La dégustation est un exercice de description grâce auquel une chose présente est dévoilée par le biais des sensations perçues individuellement. Les constructions qui viennent d’être décrites expriment pour beaucoup la double présence du sujet et de l’objet distinct. On voit comment la subjectivité fortement marquée par l’utilisation de formes personnelles (avec je, moi…), peut être contrebalancée par celle des constructions impersonnelles tournées vers l’objet.

Il semble que le locuteur, très impliqué dans l’introspection que lui requiert la tâche en cours, veuille atténuer son égocentrisme en réduisant la subjectivité explicite de son discours. En décrivant ses sensations, il prend le risque que celles-ci ne soient pas partagées.

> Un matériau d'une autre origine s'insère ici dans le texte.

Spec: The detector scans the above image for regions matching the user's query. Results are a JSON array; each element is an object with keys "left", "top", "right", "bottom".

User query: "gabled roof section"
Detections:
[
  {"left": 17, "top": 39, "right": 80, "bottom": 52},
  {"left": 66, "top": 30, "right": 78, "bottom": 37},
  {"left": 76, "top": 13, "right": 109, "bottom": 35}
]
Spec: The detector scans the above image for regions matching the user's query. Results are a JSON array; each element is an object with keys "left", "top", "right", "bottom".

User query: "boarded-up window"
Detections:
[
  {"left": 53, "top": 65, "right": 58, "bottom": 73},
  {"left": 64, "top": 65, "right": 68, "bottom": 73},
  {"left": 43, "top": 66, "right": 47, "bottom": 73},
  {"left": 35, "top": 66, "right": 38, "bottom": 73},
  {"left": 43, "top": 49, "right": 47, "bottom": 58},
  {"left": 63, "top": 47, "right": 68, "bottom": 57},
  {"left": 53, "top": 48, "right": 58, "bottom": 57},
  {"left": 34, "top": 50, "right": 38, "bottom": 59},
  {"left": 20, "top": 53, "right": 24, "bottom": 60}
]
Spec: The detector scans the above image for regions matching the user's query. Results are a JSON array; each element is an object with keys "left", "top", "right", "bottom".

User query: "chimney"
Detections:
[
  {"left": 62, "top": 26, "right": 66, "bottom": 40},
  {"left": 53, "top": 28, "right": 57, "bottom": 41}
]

Or, son intention est que le contenu de ses assertions soit approuvé, non pas seulement en tant qu’impressions subjectives, mais aussi en tant que caractéristiques de l’objet évalué 211 . Les tournures impersonnelles contribuent à cette objectivation puisqu’elles reposent en partie sur un « présupposé de connivence » à l’instar de ces deux énoncés sémantiquement proches, dont l’un détaché du locuteur produit « un effet d’objectivité » :

‘« (i) “je trouve ça beau” ne préjuge en rien de l’opinion des autres en la matière », ’

tandis que :

‘« (ii) “c’est beau” signifie : “je trouve ça beau” + “j’ai de bonnes raisons de supposer que vous, et la plupart des gens, êtes d’accord avec cette appréciation ou le seriez le cas échéant” » (Kerbrat-Orecchioni, 1980, 151).’

Le discours de la dégustation trouve dans sa forme un équilibre entre constructions personnelles et impersonnelles. Le moyen, entre autres, de substantiver l’adjectif :

‘le côté viandé, une pointe animale, des choses herbacées, une touche boisée…’

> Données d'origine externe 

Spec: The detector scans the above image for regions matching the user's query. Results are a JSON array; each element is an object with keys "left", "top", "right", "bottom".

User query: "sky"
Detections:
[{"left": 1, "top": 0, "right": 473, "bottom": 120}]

traduit l’intention du locuteur de se distancier par rapport à son évaluation.

La mise à distance entre le locuteur et le contenu de son énoncé peut s’inscrire dans l’énonciation, et plus encore si le locuteur propose un terme qu’il a l’intention de faire accepter à ses interlocuteurs :

‘« When speakers propose a conceptualization, they often mark it for how confident they are that it will be understood and adopted by their addresses. When they are confident, they simply presuppose a conceptualization. When they are not so confident, they may mark a reference as provisional by using hedges, as in a kind of […] » (Brennan et Clark, 1996, 1491).’

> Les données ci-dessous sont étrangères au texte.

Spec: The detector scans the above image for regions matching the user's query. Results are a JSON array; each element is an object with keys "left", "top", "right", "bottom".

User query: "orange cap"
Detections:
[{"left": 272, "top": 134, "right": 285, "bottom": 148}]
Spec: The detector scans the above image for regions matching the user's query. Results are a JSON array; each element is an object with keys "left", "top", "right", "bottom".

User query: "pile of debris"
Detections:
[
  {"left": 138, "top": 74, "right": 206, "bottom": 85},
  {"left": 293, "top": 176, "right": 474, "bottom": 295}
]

On pourrait appeler “hedge” ou “bush” - selon la métaphore de Lakoff (1973) - ce principe de “couverture” qui vise à détacher le locuteur de son évaluation subjective et que Caffi nomme “buisson” :

‘« Dans le cas des buissons, il y a désintensification de l’adhésion par rapport au contenu propositionnel […] : les buissons diminuent le degré d’adhésion au contenu propositionnel » (2000, 94).’

La substantivation en est une preuve 212 .

Notes
211.

La tâche du dégustateur est explicite : « analyser les qualités organoleptiques du vin dégusté avant de porter un jugement personnel » (d’après la définition de la dégustation analytique).

212.

Semprun rapporte ainsi au cours de sa biographie : « J’avais essayé d’être le plus objectif possible, d’éviter les adjectifs et les adverbes, en restant extérieur à mes émotions » (1994, 379).